Exporting DYLD_INSERT_LIBRARIES for libgmalloc not working on Big Sur?
I've been struggling with a very weird issue. I'm trying to use libgmalloc (eg per man 3 libgmalloc
) on Big Sur (I'm on 11.3.1) to trouble shoot a memory issue in my code. However, I can't set the environment variable DYLD_INSERT_LIBRARIES. It sets as a shell variable, but not as an environment variable that can be seen by child processes:
stuarts@iMac-Pro ~ % export DYLD_INSERT_LIBRARIES="/usr/lib/libgmalloc.dylib"
stuarts@iMac-Pro ~ % echo $DYLD_INSERT_LIBRARIES
/usr/lib/libgmalloc.dylib
stuarts@iMac-Pro ~ % env |grep DYLD_INSERT_LIBRARIES
stuarts@iMac-Pro ~ %
The variable doesn't show up in the env listing (and isn't detected by my program using getenv() either). I started fooling around setting other randomly named variables, and found that I can export "DYLD" and "A_B", but not "DYLD_A" (or other things that start with "DYLD_").
This seems an extremely strange silent filter in export.
How should one use libgmalloc in Big Sur?
On my (M1) machine:
~$ export DYLD_INSERT_LIBRARIES=foo
~$ env | grep DYLD_INSERT_LIBRARIES
~$ /opt/homebrew/bin/bash
dyld: could not load inserted library 'foo' because image not found
Abort trap: 6
So (as you saw), the variable is being set - but since env
is a system binary, it is silently removed. Testing with my homebrew installed version of bash, you can see the value is actually set.

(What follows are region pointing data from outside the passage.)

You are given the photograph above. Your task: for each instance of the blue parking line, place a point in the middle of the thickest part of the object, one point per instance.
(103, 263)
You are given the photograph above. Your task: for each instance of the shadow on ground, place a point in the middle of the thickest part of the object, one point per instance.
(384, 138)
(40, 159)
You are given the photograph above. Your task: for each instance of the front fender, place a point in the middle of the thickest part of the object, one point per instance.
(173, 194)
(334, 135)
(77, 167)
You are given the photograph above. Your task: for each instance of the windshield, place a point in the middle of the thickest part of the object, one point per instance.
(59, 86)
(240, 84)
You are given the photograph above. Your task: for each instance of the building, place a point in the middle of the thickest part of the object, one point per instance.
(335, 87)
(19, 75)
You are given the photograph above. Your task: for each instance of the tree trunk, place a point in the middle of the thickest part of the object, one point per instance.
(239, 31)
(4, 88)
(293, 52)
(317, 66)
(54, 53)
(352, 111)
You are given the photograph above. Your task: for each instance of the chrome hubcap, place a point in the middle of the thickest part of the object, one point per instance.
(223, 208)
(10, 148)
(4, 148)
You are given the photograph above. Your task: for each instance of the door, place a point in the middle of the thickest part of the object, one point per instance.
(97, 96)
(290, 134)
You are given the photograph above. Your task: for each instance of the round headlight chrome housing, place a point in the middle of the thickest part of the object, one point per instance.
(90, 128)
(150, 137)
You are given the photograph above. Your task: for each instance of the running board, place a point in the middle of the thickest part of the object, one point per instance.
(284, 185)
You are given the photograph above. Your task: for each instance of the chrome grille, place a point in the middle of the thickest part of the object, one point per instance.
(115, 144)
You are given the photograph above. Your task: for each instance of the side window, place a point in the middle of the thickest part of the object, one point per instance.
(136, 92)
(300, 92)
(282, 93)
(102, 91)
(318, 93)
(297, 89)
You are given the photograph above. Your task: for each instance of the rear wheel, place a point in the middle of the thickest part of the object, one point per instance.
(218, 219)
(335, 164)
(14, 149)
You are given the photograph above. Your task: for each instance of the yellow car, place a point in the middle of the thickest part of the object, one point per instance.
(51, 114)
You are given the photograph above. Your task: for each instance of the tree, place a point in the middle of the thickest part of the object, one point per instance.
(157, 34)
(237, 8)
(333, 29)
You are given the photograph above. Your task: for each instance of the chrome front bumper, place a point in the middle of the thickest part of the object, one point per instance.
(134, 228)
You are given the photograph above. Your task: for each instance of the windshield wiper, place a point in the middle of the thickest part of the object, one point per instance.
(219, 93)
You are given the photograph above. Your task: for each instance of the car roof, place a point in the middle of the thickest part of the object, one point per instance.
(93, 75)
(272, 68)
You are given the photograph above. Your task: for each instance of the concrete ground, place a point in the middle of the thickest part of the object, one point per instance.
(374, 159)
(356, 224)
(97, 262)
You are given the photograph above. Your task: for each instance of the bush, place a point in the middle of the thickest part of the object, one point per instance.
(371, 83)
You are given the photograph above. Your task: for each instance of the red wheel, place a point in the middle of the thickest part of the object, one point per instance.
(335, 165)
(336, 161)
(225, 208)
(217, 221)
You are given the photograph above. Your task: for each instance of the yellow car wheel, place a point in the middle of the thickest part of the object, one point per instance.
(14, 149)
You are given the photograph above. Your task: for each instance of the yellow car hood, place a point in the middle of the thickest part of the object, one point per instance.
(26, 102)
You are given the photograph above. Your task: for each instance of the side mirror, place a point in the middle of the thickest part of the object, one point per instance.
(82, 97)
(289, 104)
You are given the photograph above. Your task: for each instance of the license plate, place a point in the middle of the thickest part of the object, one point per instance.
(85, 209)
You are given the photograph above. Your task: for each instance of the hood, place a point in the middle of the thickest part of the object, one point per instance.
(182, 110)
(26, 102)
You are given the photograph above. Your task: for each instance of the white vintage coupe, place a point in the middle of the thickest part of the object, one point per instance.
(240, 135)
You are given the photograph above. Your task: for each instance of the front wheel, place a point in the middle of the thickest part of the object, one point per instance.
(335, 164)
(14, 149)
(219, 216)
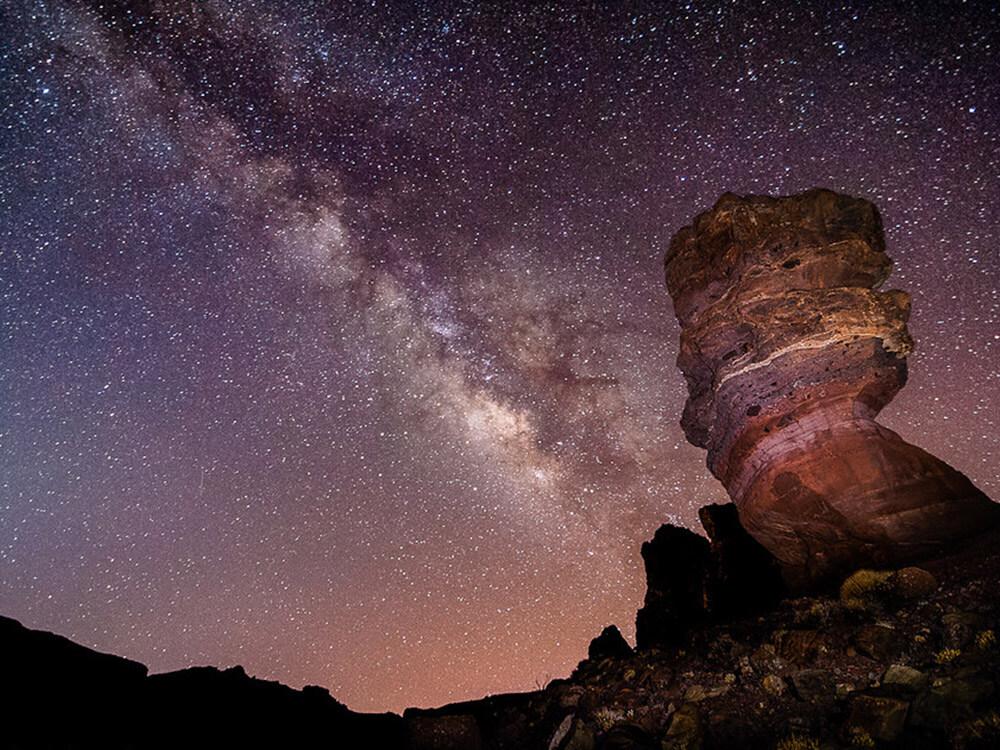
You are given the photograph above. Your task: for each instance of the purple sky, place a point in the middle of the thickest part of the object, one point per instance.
(334, 337)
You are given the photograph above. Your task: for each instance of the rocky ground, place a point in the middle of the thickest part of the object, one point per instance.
(905, 658)
(908, 659)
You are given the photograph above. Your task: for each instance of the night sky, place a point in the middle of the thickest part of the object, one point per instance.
(334, 336)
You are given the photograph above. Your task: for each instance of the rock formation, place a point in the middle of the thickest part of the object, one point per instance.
(789, 353)
(59, 694)
(691, 581)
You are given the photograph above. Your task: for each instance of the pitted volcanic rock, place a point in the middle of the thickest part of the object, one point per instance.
(790, 352)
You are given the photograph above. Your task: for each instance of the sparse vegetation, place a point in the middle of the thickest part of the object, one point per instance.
(866, 591)
(860, 738)
(947, 655)
(797, 742)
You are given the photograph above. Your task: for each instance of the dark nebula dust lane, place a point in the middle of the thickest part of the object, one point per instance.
(335, 342)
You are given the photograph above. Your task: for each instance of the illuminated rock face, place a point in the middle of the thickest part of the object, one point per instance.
(789, 354)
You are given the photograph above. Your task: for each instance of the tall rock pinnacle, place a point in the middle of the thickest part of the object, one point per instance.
(789, 354)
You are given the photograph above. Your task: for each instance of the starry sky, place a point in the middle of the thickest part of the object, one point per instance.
(334, 337)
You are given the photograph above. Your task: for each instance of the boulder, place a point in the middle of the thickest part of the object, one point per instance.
(790, 352)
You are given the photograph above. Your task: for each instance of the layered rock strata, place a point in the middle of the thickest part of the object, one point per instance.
(790, 352)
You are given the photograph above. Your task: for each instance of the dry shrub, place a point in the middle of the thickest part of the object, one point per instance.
(866, 591)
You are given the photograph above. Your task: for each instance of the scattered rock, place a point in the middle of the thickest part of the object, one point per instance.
(811, 685)
(801, 646)
(880, 717)
(774, 684)
(914, 583)
(878, 642)
(943, 705)
(627, 737)
(906, 677)
(685, 731)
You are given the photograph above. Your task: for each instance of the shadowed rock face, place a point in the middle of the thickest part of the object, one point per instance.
(790, 352)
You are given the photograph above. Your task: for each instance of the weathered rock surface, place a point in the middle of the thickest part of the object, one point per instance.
(790, 352)
(790, 677)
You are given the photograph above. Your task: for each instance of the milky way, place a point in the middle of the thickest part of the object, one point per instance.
(335, 342)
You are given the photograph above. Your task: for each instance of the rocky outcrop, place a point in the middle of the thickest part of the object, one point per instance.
(58, 694)
(790, 352)
(691, 580)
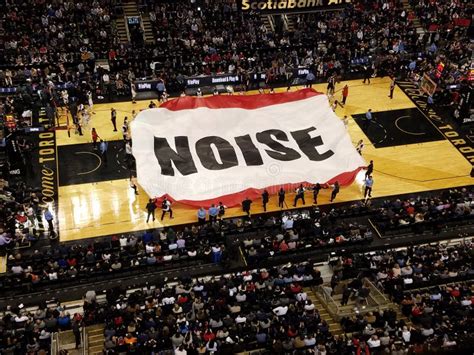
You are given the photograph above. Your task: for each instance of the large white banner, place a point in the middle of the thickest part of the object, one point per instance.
(224, 148)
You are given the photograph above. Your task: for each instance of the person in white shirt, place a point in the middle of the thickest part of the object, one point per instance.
(309, 306)
(406, 334)
(374, 342)
(301, 296)
(168, 300)
(280, 310)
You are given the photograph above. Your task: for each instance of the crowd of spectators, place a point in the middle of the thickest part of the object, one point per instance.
(419, 213)
(432, 284)
(29, 331)
(228, 314)
(20, 215)
(62, 263)
(376, 36)
(296, 234)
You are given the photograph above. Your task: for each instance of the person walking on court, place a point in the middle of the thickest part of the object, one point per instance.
(213, 213)
(166, 208)
(345, 93)
(368, 119)
(133, 184)
(370, 169)
(150, 208)
(335, 191)
(299, 195)
(281, 197)
(360, 146)
(201, 216)
(316, 189)
(367, 73)
(222, 208)
(246, 205)
(95, 137)
(103, 146)
(331, 85)
(369, 182)
(265, 197)
(113, 118)
(310, 79)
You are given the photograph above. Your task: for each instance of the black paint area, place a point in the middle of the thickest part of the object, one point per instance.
(81, 163)
(398, 127)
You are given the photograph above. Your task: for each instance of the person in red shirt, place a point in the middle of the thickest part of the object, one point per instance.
(345, 93)
(95, 137)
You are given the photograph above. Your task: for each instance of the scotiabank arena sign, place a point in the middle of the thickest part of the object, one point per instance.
(284, 6)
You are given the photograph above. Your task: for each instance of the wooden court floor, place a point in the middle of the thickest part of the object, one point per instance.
(110, 207)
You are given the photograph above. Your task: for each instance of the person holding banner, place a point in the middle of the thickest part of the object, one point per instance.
(213, 213)
(299, 195)
(316, 189)
(165, 208)
(265, 198)
(246, 205)
(335, 191)
(281, 197)
(369, 182)
(150, 208)
(201, 216)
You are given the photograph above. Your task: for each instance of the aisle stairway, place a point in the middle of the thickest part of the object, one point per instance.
(334, 325)
(416, 22)
(67, 341)
(95, 339)
(121, 29)
(268, 22)
(148, 30)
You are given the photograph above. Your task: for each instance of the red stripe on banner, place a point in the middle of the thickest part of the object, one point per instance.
(247, 102)
(235, 199)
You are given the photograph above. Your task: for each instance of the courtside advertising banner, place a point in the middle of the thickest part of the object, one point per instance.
(202, 150)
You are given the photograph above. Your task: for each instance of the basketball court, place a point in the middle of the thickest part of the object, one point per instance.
(411, 153)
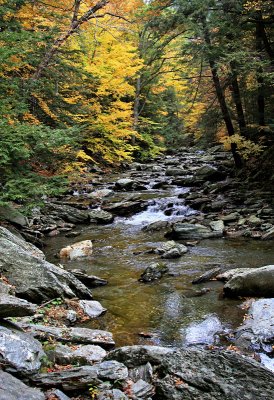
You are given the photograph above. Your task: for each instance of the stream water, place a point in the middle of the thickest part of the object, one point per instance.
(163, 308)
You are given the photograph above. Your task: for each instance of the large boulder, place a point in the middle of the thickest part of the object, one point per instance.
(11, 306)
(187, 231)
(77, 250)
(258, 282)
(13, 389)
(34, 278)
(19, 351)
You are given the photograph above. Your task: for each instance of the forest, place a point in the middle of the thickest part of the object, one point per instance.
(86, 83)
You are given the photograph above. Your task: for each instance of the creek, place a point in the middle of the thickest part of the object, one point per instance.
(163, 308)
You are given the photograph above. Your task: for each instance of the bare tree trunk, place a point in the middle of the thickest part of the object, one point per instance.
(220, 95)
(76, 22)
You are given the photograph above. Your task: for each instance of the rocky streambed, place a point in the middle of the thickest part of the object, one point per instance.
(174, 258)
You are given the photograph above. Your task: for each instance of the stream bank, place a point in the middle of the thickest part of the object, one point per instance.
(192, 198)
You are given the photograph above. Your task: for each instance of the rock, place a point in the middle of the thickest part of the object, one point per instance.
(19, 351)
(92, 308)
(90, 281)
(257, 331)
(258, 282)
(56, 394)
(11, 306)
(34, 278)
(114, 394)
(101, 217)
(11, 214)
(153, 272)
(82, 377)
(204, 332)
(19, 241)
(207, 276)
(142, 390)
(82, 355)
(186, 231)
(232, 217)
(74, 335)
(171, 249)
(217, 225)
(13, 389)
(226, 275)
(68, 213)
(77, 250)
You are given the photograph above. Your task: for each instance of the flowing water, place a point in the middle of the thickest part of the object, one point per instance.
(163, 308)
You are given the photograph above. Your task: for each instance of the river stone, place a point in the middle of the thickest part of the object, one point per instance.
(35, 279)
(74, 335)
(77, 250)
(171, 249)
(258, 327)
(153, 272)
(92, 308)
(217, 225)
(187, 231)
(19, 351)
(13, 389)
(204, 332)
(258, 282)
(90, 281)
(206, 375)
(142, 390)
(101, 217)
(19, 241)
(114, 394)
(82, 355)
(68, 213)
(14, 216)
(11, 306)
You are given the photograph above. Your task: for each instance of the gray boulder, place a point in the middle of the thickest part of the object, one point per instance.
(257, 282)
(187, 231)
(11, 306)
(34, 278)
(13, 389)
(153, 272)
(101, 217)
(19, 351)
(74, 335)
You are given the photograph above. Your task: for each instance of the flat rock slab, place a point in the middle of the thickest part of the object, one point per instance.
(81, 377)
(11, 306)
(13, 389)
(34, 278)
(19, 351)
(92, 308)
(259, 282)
(74, 335)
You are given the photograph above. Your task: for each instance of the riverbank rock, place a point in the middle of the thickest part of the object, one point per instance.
(35, 279)
(187, 231)
(171, 249)
(258, 282)
(153, 272)
(74, 335)
(19, 351)
(11, 306)
(92, 308)
(194, 374)
(13, 389)
(257, 331)
(77, 250)
(81, 355)
(101, 217)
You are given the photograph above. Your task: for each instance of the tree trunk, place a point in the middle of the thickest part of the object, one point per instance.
(220, 95)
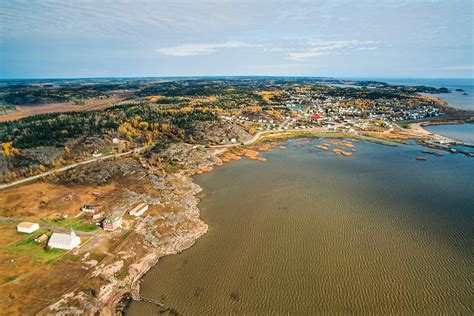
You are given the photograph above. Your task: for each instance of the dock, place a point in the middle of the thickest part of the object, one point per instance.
(151, 301)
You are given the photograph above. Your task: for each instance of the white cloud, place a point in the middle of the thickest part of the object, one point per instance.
(320, 48)
(288, 65)
(458, 68)
(199, 48)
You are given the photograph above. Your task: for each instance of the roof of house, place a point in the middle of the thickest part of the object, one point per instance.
(58, 238)
(26, 225)
(113, 217)
(139, 207)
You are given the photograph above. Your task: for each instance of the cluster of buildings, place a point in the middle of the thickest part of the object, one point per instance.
(70, 240)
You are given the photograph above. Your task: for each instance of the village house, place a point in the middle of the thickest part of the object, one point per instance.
(139, 209)
(41, 238)
(91, 208)
(112, 222)
(64, 241)
(27, 227)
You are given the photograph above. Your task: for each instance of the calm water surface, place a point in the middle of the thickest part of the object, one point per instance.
(460, 132)
(308, 232)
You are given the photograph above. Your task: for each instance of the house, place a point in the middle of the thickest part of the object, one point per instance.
(139, 209)
(27, 227)
(98, 215)
(41, 238)
(112, 222)
(64, 241)
(91, 208)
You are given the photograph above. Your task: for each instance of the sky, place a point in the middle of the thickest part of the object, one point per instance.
(337, 38)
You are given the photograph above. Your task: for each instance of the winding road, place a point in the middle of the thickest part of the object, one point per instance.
(137, 150)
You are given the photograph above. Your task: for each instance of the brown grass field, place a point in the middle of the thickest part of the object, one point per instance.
(29, 110)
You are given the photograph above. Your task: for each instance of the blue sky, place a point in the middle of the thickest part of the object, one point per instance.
(364, 38)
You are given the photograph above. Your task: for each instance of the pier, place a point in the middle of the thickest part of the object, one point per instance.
(151, 301)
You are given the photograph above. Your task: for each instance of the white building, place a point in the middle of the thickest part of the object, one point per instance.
(139, 209)
(27, 227)
(64, 241)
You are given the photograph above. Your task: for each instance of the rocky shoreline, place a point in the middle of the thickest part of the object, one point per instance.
(179, 192)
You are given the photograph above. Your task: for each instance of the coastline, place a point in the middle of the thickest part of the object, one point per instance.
(114, 294)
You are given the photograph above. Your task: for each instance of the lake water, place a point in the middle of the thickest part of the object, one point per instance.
(460, 132)
(308, 232)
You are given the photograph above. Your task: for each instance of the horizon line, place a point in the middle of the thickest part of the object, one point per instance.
(225, 76)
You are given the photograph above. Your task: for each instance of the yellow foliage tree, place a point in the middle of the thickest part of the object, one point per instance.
(8, 150)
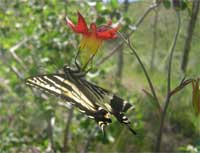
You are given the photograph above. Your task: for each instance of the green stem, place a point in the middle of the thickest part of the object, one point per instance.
(144, 70)
(159, 138)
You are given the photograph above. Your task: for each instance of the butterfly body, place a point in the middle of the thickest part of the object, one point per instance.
(92, 100)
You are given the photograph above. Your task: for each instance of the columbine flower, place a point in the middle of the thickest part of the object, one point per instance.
(93, 36)
(196, 96)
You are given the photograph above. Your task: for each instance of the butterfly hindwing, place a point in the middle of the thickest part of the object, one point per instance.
(92, 100)
(57, 85)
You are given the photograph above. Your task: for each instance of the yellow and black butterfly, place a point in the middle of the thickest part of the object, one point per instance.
(92, 100)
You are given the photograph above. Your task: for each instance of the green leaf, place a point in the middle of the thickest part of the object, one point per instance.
(167, 4)
(114, 3)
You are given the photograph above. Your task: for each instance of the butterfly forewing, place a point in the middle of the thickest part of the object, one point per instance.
(91, 99)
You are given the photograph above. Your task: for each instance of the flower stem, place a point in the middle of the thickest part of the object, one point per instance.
(167, 100)
(144, 70)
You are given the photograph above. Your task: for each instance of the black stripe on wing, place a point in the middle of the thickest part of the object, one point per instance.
(56, 84)
(119, 107)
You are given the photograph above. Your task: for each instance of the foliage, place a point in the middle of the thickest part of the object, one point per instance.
(35, 40)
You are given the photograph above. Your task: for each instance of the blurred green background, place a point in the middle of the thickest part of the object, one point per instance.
(35, 40)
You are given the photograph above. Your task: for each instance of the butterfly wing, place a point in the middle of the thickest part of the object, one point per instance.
(109, 102)
(59, 85)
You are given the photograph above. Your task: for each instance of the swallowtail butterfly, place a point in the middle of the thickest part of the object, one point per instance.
(92, 100)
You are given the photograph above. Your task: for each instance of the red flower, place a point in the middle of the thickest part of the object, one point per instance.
(93, 36)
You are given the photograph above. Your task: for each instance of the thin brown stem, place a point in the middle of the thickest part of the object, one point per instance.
(137, 24)
(127, 41)
(66, 133)
(167, 100)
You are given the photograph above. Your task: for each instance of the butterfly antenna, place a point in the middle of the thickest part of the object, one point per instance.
(129, 127)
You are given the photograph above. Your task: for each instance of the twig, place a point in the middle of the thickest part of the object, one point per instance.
(137, 24)
(51, 121)
(14, 48)
(66, 133)
(159, 138)
(89, 139)
(101, 61)
(144, 70)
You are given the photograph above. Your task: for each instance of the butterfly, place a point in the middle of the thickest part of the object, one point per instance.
(94, 101)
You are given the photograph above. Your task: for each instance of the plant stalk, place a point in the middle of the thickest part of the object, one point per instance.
(159, 138)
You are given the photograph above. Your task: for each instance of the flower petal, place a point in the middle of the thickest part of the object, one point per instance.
(81, 26)
(107, 34)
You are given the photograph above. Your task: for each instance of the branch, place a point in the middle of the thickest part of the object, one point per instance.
(143, 68)
(137, 24)
(159, 138)
(14, 48)
(66, 133)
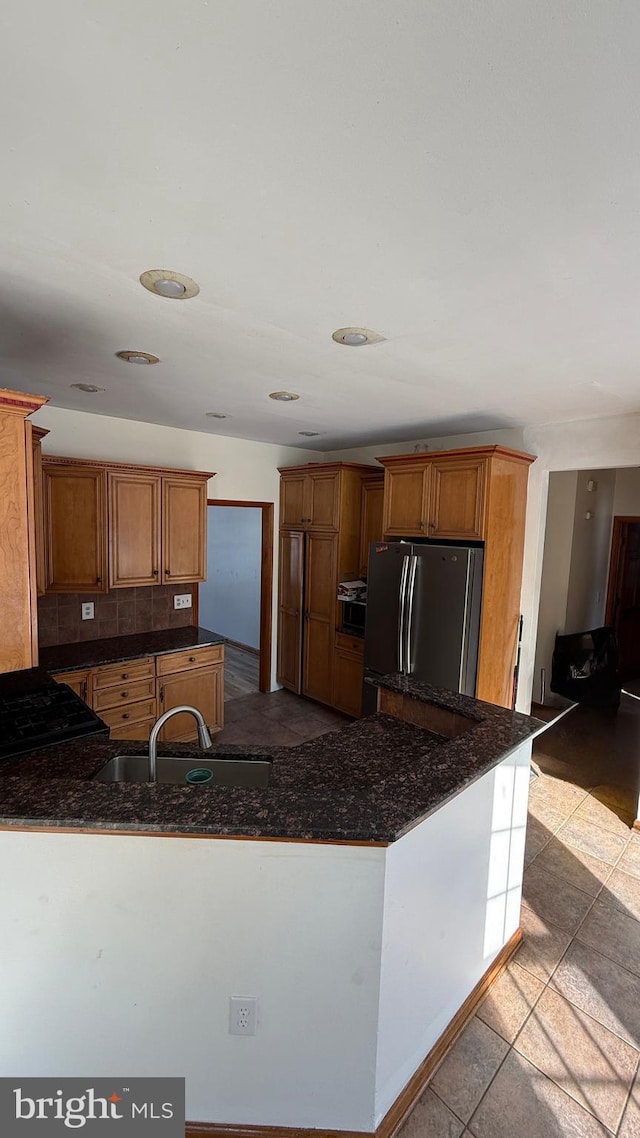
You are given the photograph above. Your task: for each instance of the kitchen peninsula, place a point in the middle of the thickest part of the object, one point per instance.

See also this StackOverflow answer.
TL;DR works fine for non-system binaries, silently removed from the environment for system binaries.
Given the security features identified in @negacao's answer, the injection of libgmalloc via environment variable is very fragile (it works directly off the command line, but doesn't work when invoked via scripts, or within the debugger).
Instead, building the application with -lgmalloc in the Makefile worked well both from the command line and in the debugger (as hinted at in the comment from @mmmmmm) and I was able to find my bug in the debugger this way.
Apple needs to update the libgmalloc man page.